Gov. Rick Scott doesn’t like to lose. But he lost an important court case dealing with voting rights and last week he decided to cut his losses, along with those of Florida taxpayers who have footed the bill for more than 2 ½ years. Scott dropped his appeal of a federal court order that said the state’s efforts to purge the voter rolls of suspected noncitizens during the 2012 presidential campaign violated a federal law that prohibits “systematic” removals less than 90 days before a federal election. And he issued a statement that signaled a new willingness to work with county elections supervisors, who opposed the purge. “Florida is in an excellent position to conduct fair elections,” Scott’s statement said. “I am confident that the 2016 presidential election cycle will put Florida’s election system in a positive light thanks to the improvements made by our supervisors of elections, the Legislature and the Department of State.” As a result, Scott is facing criticism from the right.
On National Review Online, John Fund, who’s also a co-author of a book on voter fraud, writes: “By abandoning the vote-integrity legal battle he had waged for years just when victory was probably one appeal away, he has ensured that the problem of non-citizen voting will grow and he has weakened officials in other states who are still determined to address the problem.”

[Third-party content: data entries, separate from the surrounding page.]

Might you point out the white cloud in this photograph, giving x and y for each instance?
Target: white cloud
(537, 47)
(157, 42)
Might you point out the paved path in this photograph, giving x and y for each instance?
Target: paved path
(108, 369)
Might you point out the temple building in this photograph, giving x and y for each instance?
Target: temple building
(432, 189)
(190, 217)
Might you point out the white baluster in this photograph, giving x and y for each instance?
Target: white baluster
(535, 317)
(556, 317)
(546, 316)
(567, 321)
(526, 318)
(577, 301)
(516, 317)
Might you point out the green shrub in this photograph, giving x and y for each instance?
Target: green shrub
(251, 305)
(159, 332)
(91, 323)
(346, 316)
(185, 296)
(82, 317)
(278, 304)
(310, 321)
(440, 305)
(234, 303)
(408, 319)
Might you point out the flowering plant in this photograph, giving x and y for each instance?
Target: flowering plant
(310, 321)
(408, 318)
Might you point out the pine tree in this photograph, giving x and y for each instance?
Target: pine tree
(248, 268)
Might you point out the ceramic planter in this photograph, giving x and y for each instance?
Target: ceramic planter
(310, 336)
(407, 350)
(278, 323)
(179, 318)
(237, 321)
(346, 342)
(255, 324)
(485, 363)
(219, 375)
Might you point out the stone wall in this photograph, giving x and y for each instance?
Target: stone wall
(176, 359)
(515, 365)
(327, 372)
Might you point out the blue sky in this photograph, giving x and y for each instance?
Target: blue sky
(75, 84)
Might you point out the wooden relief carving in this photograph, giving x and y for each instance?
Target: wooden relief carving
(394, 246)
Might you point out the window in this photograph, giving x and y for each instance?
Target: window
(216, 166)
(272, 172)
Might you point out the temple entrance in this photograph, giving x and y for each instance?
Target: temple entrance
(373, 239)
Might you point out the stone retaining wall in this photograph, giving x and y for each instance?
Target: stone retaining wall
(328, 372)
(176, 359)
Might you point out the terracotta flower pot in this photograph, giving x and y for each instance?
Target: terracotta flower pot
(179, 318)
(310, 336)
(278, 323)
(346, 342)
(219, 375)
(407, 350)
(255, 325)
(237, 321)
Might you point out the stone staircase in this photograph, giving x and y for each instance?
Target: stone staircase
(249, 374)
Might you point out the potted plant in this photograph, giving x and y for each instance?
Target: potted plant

The purge effort, dubbed “Project Integrity” by Secretary of State Ken Detzner, was fraught with problems from the outset. County supervisors of election are just as adamant as Scott that the rolls be free of ineligible voters, but they are equally horrified at the thought of taking away a legitimate citizen’s right to vote. They were aghast at the sloppiness of the data the state provided, and voting rights groups marched into federal court.